Collective Additive Tree Spanners of Bounded Tree-Breadth Graphs with Generalizations and Consequences

In this paper, we study collective additive tree spanners for families of graphs enjoying special Robertson-Seymour's tree-decompositions, and demonstrate interesting consequences of obtained results. We say that a graph $G$ {\em admits a system of $\mu$ collective additive tree $r$-spanners} (resp., {\em multiplicative tree $t$-spanners}) if there is a system $\cT(G)$ of at most $\mu$ spanning trees of $G$ such that for any two vertices $x,y$ of $G$ a spanning tree $T\in \cT(G)$ exists such that $dT(x,y)\leq dG(x,y)+r$ (resp., $dT(x,y)\leq t\cdot dG(x,y)$). When $\mu=1$ one gets the notion of {\em additive tree $r$-spanner} (resp., {\em multiplicative tree $t$-spanner}). It is known that if a graph $G$ has a multiplicative tree $t$-spanner, then $G$ admits a Robertson-Seymour's tree-decomposition with bags of radius at most $\lceil{t/2}\rceil$ in $G$. We use this to demonstrate that there is a polynomial time algorithm that, given an $n$-vertex graph $G$ admitting a multiplicative tree $t$-spanner, constructs a system of at most $\log2 n$ collective additive tree $O(t\log n)$-spanners of $G$. That is, with a slight increase in the number of trees and in the stretch, one can "turn" a multiplicative tree spanner into a small set of collective additive tree spanners.
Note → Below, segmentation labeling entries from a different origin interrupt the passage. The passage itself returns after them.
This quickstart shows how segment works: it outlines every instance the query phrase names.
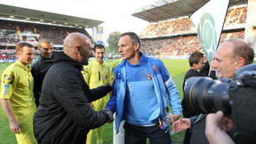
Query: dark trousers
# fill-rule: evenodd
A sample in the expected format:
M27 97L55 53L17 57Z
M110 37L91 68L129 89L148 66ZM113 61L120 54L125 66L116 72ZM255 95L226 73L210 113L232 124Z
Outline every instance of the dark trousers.
M172 144L170 132L165 132L157 124L154 126L135 126L125 123L124 128L125 144L146 144L147 138L150 144Z
M191 130L186 130L184 135L183 144L189 144L190 143L190 137L191 137Z

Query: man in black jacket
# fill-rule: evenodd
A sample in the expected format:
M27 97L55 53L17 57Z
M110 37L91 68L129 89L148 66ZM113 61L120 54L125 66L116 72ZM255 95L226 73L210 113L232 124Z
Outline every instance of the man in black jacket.
M36 61L31 69L32 76L34 77L34 97L36 99L36 105L39 105L39 98L42 89L42 84L45 72L44 72L44 60L51 58L52 51L53 49L53 44L51 40L46 38L42 38L38 42L38 50L40 52L40 56Z
M112 113L99 112L90 102L112 90L113 82L89 90L81 70L88 64L92 43L80 33L64 40L64 53L55 53L45 63L52 63L42 87L40 104L34 116L34 132L38 143L81 143L91 129L112 120ZM46 64L47 65L47 64Z
M211 66L216 70L219 79L227 80L232 78L236 70L253 62L254 52L251 45L242 39L232 38L221 44L213 57ZM190 144L209 143L205 136L205 118L207 114L201 114L189 118L182 118L175 121L172 124L173 132L191 128L192 135ZM229 132L228 133L232 133Z

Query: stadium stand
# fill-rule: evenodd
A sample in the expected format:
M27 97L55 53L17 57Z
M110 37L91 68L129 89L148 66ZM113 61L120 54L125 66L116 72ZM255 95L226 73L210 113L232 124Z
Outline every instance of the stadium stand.
M23 41L32 44L38 53L37 42L41 38L51 39L53 51L62 51L64 38L72 32L89 36L84 28L0 20L0 60L16 60L15 45Z
M244 37L247 5L228 10L220 43L231 37ZM148 55L182 56L202 52L199 38L191 20L180 17L150 23L140 35L141 51Z

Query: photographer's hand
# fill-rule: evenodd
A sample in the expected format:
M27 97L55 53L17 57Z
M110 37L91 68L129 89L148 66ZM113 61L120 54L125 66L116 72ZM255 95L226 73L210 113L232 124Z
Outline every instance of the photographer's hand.
M172 131L179 133L181 131L190 128L191 122L188 118L181 118L175 121L172 124Z
M230 124L230 118L224 117L224 114L221 111L207 116L205 135L211 144L235 143L225 132L225 130L230 130L233 127L233 123Z
M165 117L171 118L172 119L172 124L173 124L174 121L176 121L177 119L180 118L180 116L177 115L177 114L173 114L173 115L167 115Z

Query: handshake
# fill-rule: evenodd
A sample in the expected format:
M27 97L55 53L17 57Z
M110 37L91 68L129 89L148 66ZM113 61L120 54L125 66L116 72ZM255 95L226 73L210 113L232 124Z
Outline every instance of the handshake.
M109 120L108 121L108 123L112 123L114 121L113 113L111 112L111 110L104 108L102 108L101 111L104 111L105 113L107 113L108 115Z

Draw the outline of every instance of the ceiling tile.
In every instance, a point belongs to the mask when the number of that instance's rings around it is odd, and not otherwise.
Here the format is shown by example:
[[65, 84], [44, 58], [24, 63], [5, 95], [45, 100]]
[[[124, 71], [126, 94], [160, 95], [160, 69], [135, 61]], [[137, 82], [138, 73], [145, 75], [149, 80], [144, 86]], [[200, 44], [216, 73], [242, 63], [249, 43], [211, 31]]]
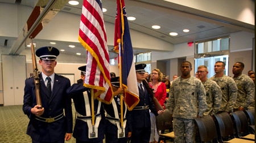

We extend this result by showing that if a graph $G$ admits a multiplicative $t$-spanner with tree-width $k-1$, then $G$ admits a Robertson-Seymour's tree-decomposition each bag of which can be covered with at most $k$ disks of $G$ of radius at most $\lceil{t/2}\rceil$ each. This is used to demonstrate that, for every fixed $k$, there is a polynomial time algorithm that, given an $n$-vertex graph $G$ admitting a multiplicative $t$-spanner with tree-width $k-1$, constructs a system of at most $k(1+ \log2 n)$ collective additive tree $O(t\log n)$-spanners of $G$.